100 weitere Nistkästen
In den letzten Monaten wurden die etwa 1000 Nistkästen von Mitgliedern des NABU-Rhein-Lahn kontrolliert und gereinigt. Dies ist alljährlich notwendig, um sie für Vogelarten wie Kohl-, Blau- und Tannenmeise, Kleiber, Trauerschnäpper und Co nutzbar zu machen. Rechtzeitig für die neue Brutsaison wurden fast 100 Nisthilfen bestellt und an Helferinnen und Helfer des NABU Rhein-Lahn ausgeliefert.
Jetzt im Frühling bieten uns Baumärkte, Gartencenter und Discounter eine Fülle von Gartenartikeln an, darunter auch Unmengen an Vogelnistkästen für jeden Geschmack und Geldbeutel. Bunt lackiert oder beklebt, mit niedlichen Bildern und Anbauten verziert locken sie Kunden, die damit ihre Gärten verschönern und vor allem den Vögeln helfen wollen. Eigentlich gut so! Doch bei näherer Betrachtung erweisen sich die allermeisten der hübschen Nistkästen leider als untauglich, denn sie sind vielleicht gut gemeint, aber schlecht gemacht und daher für Vögel oft sogar gefährlich.
Fangen wir mit dem Material an: Billige Nistkästen bestehen meist aus primitiv getackerten, millimeterdünnen Sperrholz- oder gar Spanplatten. In solchen Kästen ist es im Sommer drückend heiß, im Winter saukalt und bei Regen bald nass. Spechte zerhacken die dünnen Wände mühelos und nach kurzer Zeit fällt alles auseinander.

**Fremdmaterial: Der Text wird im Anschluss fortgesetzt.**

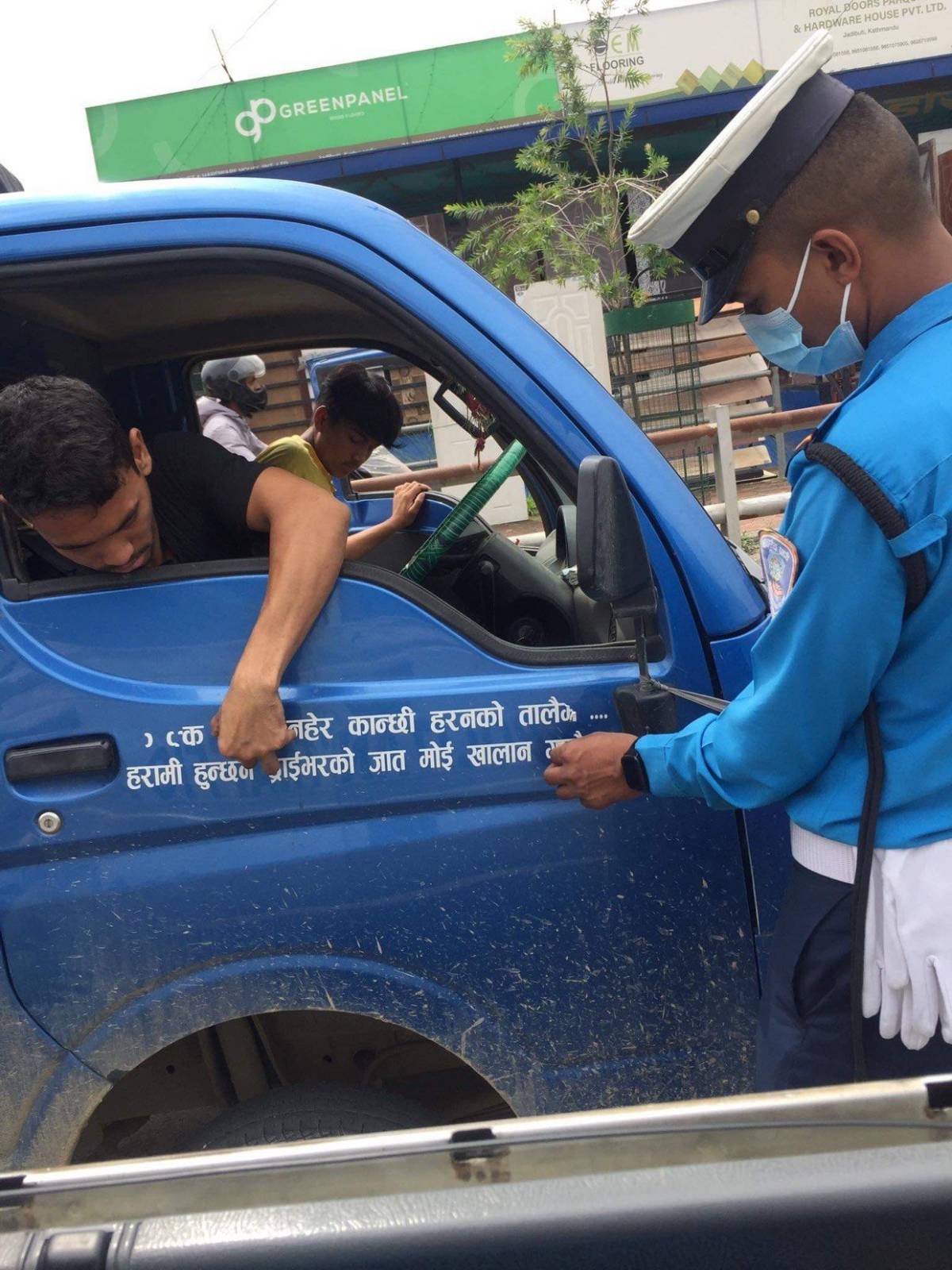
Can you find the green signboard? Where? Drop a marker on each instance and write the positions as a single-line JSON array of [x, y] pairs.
[[327, 111]]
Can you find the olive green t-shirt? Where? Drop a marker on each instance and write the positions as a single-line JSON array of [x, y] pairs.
[[296, 456]]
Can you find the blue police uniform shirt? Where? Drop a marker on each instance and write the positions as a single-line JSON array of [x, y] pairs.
[[795, 734]]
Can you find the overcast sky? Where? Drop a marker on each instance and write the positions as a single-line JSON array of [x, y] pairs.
[[60, 56]]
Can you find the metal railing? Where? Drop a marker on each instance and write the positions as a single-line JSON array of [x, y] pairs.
[[716, 435]]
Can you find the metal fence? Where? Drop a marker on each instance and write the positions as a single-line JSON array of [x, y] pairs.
[[654, 365]]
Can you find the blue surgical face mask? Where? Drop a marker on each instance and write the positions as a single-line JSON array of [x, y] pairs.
[[780, 337]]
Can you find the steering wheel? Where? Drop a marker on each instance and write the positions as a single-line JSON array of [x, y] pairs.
[[463, 514]]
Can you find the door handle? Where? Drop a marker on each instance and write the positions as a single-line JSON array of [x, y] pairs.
[[74, 756]]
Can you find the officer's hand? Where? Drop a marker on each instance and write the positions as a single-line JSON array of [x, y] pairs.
[[251, 725], [590, 770]]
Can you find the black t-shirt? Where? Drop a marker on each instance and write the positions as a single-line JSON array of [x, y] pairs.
[[200, 498]]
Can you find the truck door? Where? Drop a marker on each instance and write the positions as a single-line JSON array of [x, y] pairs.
[[408, 861]]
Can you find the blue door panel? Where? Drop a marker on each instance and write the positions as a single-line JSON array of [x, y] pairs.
[[566, 929]]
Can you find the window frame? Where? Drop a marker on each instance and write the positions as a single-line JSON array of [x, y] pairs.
[[432, 352]]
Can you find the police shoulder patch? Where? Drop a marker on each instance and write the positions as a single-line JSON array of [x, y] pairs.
[[780, 562]]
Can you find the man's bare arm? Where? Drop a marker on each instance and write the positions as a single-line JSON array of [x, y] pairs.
[[308, 531]]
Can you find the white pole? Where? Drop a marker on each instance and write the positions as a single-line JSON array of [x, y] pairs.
[[725, 474], [767, 505]]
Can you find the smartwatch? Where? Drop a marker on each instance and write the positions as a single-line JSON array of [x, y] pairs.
[[635, 772]]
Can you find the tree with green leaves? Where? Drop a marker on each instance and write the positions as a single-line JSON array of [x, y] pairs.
[[570, 216]]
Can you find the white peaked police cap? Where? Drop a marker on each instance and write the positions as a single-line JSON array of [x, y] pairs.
[[708, 216]]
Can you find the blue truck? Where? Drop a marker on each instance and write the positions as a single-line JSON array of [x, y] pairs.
[[405, 927]]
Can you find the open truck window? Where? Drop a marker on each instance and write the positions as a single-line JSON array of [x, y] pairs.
[[498, 552]]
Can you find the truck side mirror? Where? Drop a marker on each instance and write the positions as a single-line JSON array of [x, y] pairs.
[[613, 567], [612, 559]]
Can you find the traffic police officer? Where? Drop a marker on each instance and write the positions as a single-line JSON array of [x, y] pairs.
[[809, 209]]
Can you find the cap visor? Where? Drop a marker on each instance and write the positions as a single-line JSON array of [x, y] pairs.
[[720, 287]]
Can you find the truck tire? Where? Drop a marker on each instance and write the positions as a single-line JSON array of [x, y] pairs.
[[305, 1111]]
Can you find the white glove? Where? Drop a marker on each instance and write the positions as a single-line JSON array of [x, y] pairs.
[[879, 997], [908, 963]]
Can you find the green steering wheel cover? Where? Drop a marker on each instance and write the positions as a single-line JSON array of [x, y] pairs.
[[463, 514]]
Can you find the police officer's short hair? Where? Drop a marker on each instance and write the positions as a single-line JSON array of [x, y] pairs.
[[865, 173]]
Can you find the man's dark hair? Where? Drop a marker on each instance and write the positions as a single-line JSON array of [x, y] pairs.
[[61, 446], [363, 400], [865, 175]]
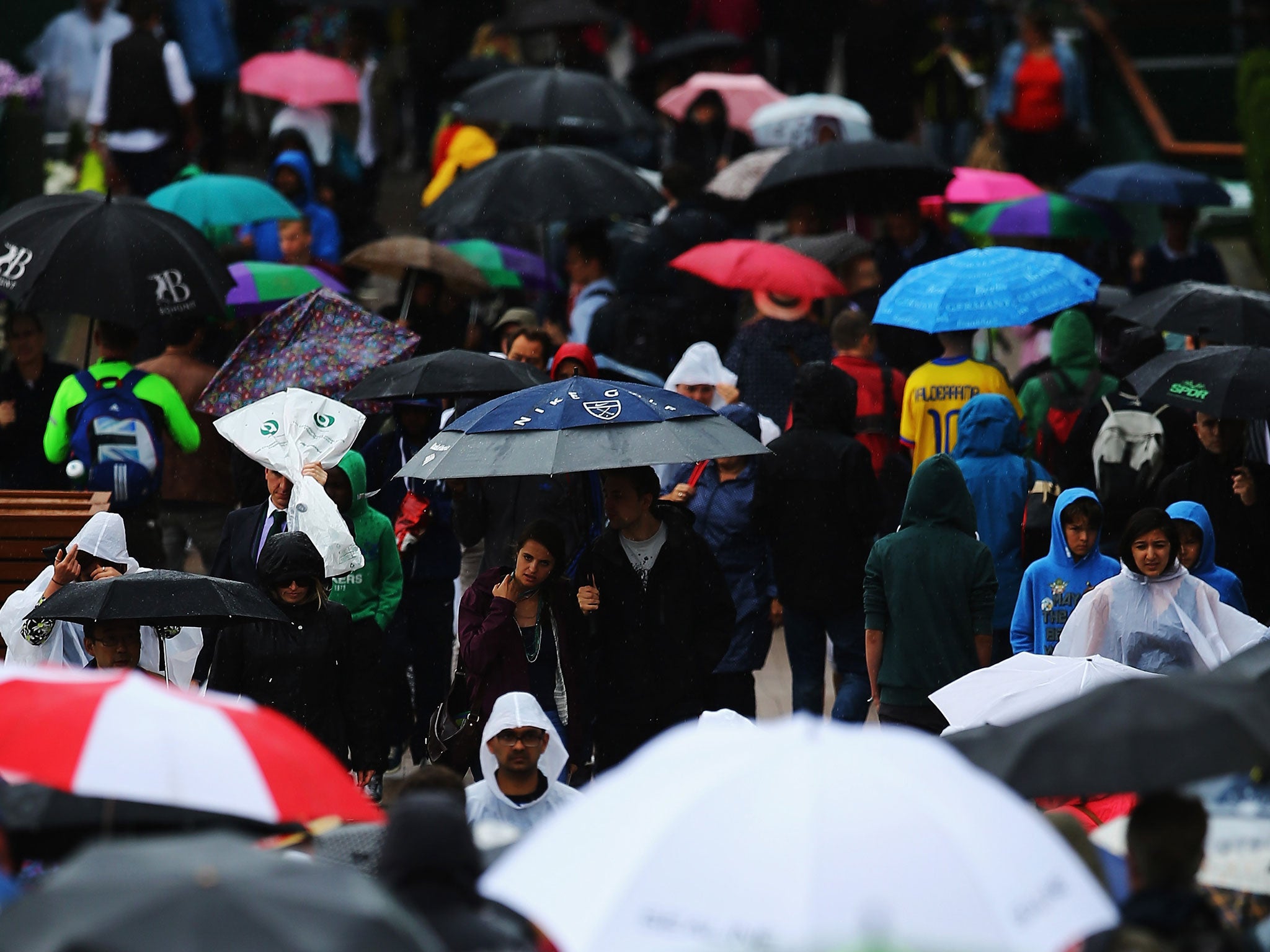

Sind die Außenwände dicht lackiert oder foliert, wird es zudem in diesen Kästen fast so stickig wie in den üblen Plastikkästen, die leider immer noch im Handel zu finden sind.
Sodann die Formgebung: Fast alle billigen Nistkästen sind viel zu klein! Ihre Böden sind kleiner als ein Bierdeckel – da wird es für ein Meisenpaar mit einem Dutzend Jungvögeln verflixt eng. Die Küken liegen übereinander, die Altvögel müssen zum Füttern auf deren Köpfe springen, das Einflugloch liegt so nah, dass Katzen, Waschbären, Eichhörnchen und Spechte die Jungen bequem herausangeln können. Die Fluglöcher selbst sind manchmal riesig, so dass Räuber noch leichteren Zugang haben, manchmal aber auch so winzig, dass kein Vogel hindurchpasst. Durch spitze Dächer und andere Designspielereien wird der Innenraum oft noch knapper und ist schwer zu reinigen. Letztlich erwerben die Käufer dieser Nistkästen keinen artgemäßen Lebensraum, sondern pure Gartendekoration. Dass trotzdem viele Vögel darin ihre Jungen aufziehen, ist kein Argument: Zum einen liegt es am Mangel geeigneter Nisthöhlen, zum anderen fliegen die noch unreifen Jungen aus Platznot einige Tage zu früh aus und sterben dann zu 80% an Hunger und Kälte oder als leichte Beute der vielen Räuber. Aber das sehen die Besitzer dieser Kästen nicht mehr!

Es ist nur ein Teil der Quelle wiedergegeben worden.